Le sociologue, le prophète et l’intellectuel

Le sociologue, le prophète et l’intellectuel

 

max_weber              Max Weber pense que l’université « donne souvent la préférence à un prophète, si petit soit-il, qui remplit les amphithéâtres, et écarte le savant, si grand soit-il, qui s’en tient à sa matière ». Les professeurs sont selon lui très sollicités pour produire des discours publics, des « vues personnelles », des prophéties. Mais ce serait exploiter la condition de l’étudiant que de se livrer à ce genre dans un espace où l’apprenant est forcé d’apprendre et où les vues produites sont soustraites à la critique et au débat avec les pairs.
 
Bennet M. Berger analyse quant à lui la fonction d’intellectuel. Selon lui, si l’homme de lettres monopolise la fonction d’intellectuel, ce n’est pas à cause de la qualité artistique de ses écrits (qui se serait subitement amélioré ces dernières années), mais c’est parce que qu’il se pose comme commentateur et interprète de la culture contemporaine. Cela n’a été possible que grâce à sa condition qui est la suivante : 1) il est soustrait aux spécialisations techniques ; 2) il est libre de porter des jugements de valeur intransigeants et péremptoires ; 3) il est dégagé de toute contrainte institutionnelle (puisqu’il vit du produit de ses ventes) ; 4) la tradition humaniste (selon laquelle l’homme est le mystère des mystères et que le monde est enchanté) qui l’a formée le porte aux vues générales ; 5) son travail solitaire l’affranchit des règles d’une recherche en équipe ;
 
Il s’ensuit que le profil du sociologue (et du scientifique) est opposé à celui de l’humaniste et de l’intellectuel.
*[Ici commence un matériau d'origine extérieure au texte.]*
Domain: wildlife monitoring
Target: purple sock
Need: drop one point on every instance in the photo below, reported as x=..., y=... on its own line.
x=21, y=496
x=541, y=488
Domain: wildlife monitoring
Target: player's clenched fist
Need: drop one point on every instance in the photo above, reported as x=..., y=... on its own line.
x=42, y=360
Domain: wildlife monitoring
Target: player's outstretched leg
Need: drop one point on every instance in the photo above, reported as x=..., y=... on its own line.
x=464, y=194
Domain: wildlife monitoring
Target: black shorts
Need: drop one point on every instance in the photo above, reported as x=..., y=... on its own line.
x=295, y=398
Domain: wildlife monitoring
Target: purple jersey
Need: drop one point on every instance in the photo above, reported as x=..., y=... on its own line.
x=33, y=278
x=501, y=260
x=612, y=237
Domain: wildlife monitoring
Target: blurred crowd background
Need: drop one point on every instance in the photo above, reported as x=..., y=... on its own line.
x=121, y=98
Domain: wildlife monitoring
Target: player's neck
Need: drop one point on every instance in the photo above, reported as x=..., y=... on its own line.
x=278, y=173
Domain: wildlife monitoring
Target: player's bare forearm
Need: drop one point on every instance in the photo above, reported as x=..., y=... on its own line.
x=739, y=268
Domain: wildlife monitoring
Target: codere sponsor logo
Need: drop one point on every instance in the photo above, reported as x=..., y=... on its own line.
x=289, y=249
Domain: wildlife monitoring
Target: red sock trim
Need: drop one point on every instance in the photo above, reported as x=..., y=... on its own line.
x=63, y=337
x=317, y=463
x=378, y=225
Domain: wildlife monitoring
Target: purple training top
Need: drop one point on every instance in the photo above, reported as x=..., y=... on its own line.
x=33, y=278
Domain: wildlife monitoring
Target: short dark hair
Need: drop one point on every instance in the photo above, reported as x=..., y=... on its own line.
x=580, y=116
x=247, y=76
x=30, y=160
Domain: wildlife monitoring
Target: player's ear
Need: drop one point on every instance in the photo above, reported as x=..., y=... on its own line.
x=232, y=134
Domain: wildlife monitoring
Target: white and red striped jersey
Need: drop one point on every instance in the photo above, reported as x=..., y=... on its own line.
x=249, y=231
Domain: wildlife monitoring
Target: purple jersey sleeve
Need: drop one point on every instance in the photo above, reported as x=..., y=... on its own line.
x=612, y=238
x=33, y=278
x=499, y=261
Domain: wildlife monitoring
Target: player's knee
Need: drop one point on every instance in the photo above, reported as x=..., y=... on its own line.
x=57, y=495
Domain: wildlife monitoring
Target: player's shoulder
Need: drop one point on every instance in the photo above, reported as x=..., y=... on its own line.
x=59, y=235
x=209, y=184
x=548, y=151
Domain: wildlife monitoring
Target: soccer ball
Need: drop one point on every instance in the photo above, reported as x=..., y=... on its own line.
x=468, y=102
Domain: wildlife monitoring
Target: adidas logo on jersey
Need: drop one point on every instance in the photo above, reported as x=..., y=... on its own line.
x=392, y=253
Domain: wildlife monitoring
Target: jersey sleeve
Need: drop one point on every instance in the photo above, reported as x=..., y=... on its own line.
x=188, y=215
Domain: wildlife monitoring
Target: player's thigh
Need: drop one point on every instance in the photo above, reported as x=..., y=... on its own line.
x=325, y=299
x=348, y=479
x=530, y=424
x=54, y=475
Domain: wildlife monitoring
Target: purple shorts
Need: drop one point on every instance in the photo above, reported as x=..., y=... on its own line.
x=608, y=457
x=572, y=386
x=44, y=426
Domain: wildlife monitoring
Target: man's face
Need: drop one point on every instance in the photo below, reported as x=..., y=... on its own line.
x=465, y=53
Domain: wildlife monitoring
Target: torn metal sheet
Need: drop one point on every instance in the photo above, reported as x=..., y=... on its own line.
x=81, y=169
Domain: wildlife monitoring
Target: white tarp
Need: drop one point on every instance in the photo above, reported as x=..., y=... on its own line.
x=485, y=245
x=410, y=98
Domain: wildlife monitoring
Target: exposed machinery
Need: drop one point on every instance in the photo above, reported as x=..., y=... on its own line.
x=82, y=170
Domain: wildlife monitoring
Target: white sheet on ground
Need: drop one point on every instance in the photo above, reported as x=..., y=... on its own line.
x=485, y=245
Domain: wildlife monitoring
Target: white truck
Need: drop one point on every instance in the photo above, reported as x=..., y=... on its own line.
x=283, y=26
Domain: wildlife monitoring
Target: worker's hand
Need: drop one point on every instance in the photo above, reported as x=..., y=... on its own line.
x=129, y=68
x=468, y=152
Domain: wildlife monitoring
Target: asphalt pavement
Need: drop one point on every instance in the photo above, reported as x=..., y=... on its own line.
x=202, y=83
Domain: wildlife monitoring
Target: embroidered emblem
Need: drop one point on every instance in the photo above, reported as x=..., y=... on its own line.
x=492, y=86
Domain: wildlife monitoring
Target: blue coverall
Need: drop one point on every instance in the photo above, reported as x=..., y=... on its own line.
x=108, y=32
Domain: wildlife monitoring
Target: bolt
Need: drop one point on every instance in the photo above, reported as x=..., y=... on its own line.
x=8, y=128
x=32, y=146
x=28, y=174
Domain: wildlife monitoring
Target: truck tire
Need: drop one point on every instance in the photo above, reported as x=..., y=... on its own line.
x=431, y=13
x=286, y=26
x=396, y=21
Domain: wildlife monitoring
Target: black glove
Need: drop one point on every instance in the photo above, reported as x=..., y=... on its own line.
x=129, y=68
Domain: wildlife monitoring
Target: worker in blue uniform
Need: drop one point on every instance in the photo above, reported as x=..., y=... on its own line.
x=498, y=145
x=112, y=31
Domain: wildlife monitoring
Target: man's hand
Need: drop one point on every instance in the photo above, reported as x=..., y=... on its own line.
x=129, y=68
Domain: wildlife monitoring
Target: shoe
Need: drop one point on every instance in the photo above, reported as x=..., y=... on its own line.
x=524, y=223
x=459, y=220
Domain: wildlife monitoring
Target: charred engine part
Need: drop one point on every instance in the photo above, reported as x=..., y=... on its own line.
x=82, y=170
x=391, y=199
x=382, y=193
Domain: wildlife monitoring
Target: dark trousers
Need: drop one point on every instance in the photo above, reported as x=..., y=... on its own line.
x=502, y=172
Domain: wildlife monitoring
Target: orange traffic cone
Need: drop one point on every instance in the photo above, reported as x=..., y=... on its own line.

Quand ces derniers demandent aux sociologues de « s’attaquer aux grands problèmes », ils lui enjoignent en réalité de cesser d’être un scientifique obéissant aux impératifs épistémologiques de la recherche pour se livrer aux assertions généralistes et aux jugements des débats « intellectuels ».
 
« A la différence du sociologue, soumis à la règle d’une stricte séparation entre les faits et les valeurs, on attend de l’intellectuel qu’il juge et évalue, qu’il loue et qu’il blâme, qu’il essaye de gagner des gens à son point de vue et qu’il défende sa position contre ses adversaires » (Bennet M. Berger)

 
_____________
 
- Bennet M. Berger, “Sociology and the Intellectuals : An Analysis of a Stereotype”, Antioch Review,
        Vol. XVII, 1957, pp.267-290.

-  Weber Max, Essais sur la théorie de la science, (trad. Julien Freund), Paris, Plon, 1965,
        pp. 413-416.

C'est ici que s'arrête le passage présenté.